Former Imam of Masjid al-Haram (1954–2005)

Ali Abdullah Saleh Ali Jaber Al-Saeedi (Note: علي عبد الله صالح علي جابر السعيدي) (August 1954 – 14 December 2005) was a Saudi Arabian Quran reciter, imam and an Islamic scholar. He served as an Imam of the Masjid al-Haram in Mecca, Saudi Arabia and as a lecturer in comparative jurisprudence in the department of Islamic studies at King Abdulaziz University, Jeddah. He was recognised for his distinctive and melodic Quran recitation.

== Personal life ==

=== Birth and early life ===
Ali Jaber was born in August 1954 (Note: Corresponding to Dhu al-Hijjah 1373 AH) in Jeddah, Saudi Arabia, along with his twin brother Salem. At the age of 5, he and his family moved from Jeddah to Medina, where he began learning the Quran. His father, Abdullah ibn Saleh, died in Medina when Ali Jaber was 11 years old.

=== Education ===

==== Early education ====
Ali Jaber began his Quran studies under the supervision of Rahmatullah Qari in Princess Munira bint Abdul Rahman Mosque. He was later nominated to memorize the entire Quran under the guidance of Sheikh Khalil Al-Qari, at the Charitable Society for the Memorization of the Holy Quran in Medina, where he learned Tajwid (Quranic phonetics). During this period, he became acquainted with Muhammad Ayyub, who would later become an imam of the Prophet's Mosque.

==== Postgraduate education ====
After obtaining his first university degree, Ali Jaber pursued postgraduate studies at the Higher Institute of the Judiciary, in Riyadh, affiliated with Imam Muhammad bin Saud Islamic University, he enrolled in the Master's program in the academic year 1396-1397 AH.
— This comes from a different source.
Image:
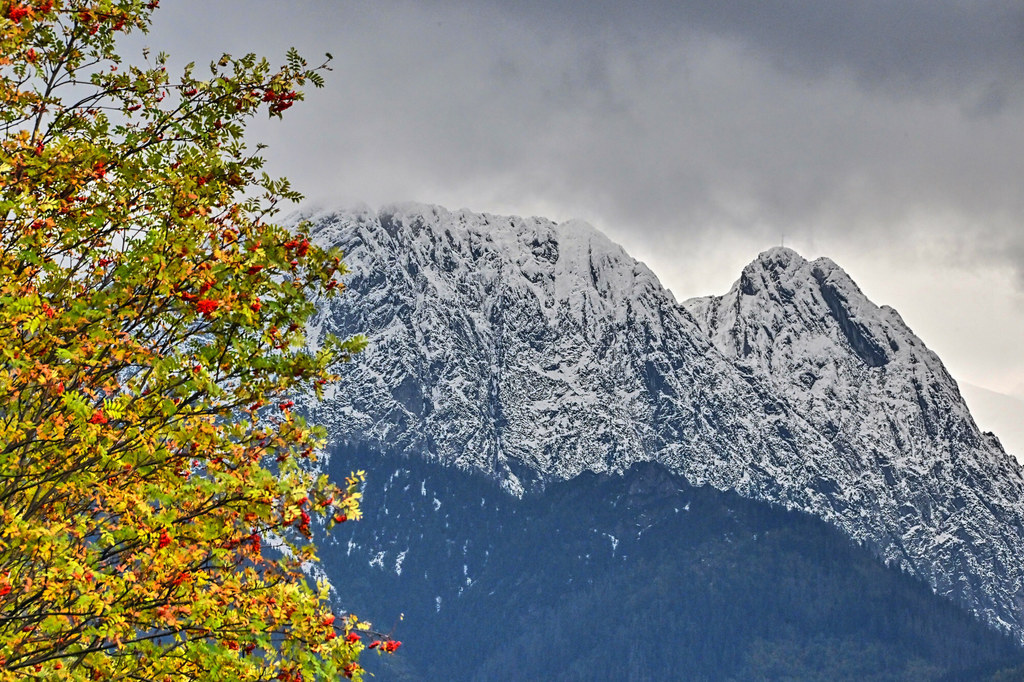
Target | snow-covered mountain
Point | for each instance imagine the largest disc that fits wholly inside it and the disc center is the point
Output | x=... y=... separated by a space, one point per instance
x=536 y=351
He completed his master's degree with distinction, presenting a thesis the Department of Comparative Jurisprudence titled:
 (فقه عبد الله بن عمر ما وأثره في مدرسة المدينة) in the Comparative Jurisprudence Department.
He later earned his doctorate in 1987, with a thesis titled:
 (فقه القاسم بن محمد بن أبي بكر الصديق موازناً بفقه أشهر المجتهدين).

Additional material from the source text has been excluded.